The GSM ONE has all the functions of the Midrange and Enterprise Class except for the following:
- Master mode: the GSM ONE cannot control other appliances as sensors.
- Sensor mode: the GSM ONE cannot be controlled as a remote scanner by another appliance.
- Alerts: the GSM ONE cannot send any alerts via SMTP, SNMP, syslog or HTTP.
- VLANs: the GSM ONE does not support VLANs on the virtual port.
Note
The GSM ONE is optimized for the usage on a mobile computer. Features required for enterprise vulnerability management like schedules, alerts and remote scan engines are only available on the full featured appliances.
3.2.5. Entry Class – GSM MAVEN¶
The GSM MAVEN is designed for micro offices as well as small branches. It can neither control other sensors nor be controlled as a sensor by another appliance.
The GSM MAVEN can be deployed using various virtualization environments.
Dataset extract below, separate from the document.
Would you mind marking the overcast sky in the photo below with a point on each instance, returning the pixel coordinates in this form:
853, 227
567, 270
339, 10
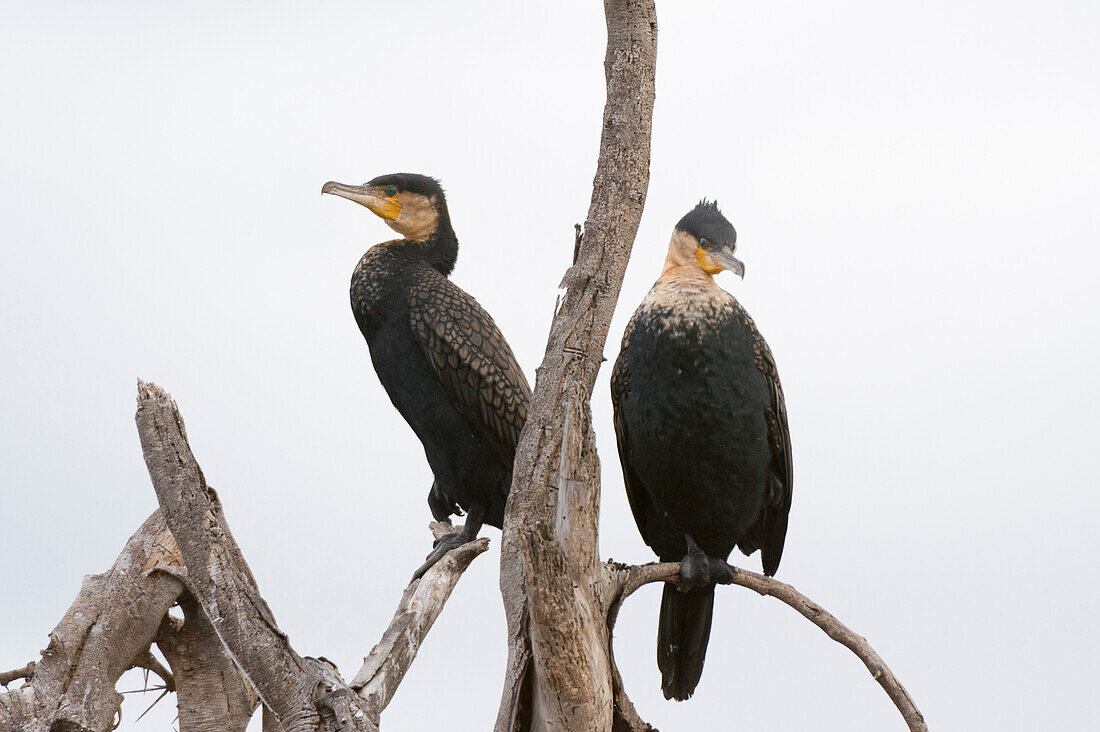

The recommended and supported environment is Oracle VirtualBox.
The GSM MAVEN comes with one virtual port used for management, scan and updates.
Fig. 3.9 GSM MAVEN
The GSM MAVEN has all the functions of the Midrange and Enterprise Class except for the following:
- Master mode: the GSM MAVEN cannot control other appliances as sensors.
- Sensor mode: the GSM MAVEN cannot be controlled as a remote scanner by another appliances.
- Alerts: the GSM MAVEN cannot send any alerts via SMTP, SNMP, syslog or HTTP.
- VLANs: the GSM MAVEN does not support VLANs on the virtual port.
Note
The GSM MAVEN is optimized for the usage on a mobile computer. Features required for enterprise vulnerability management like schedules, alerts and remote scan engines are only available on the full featured appliances.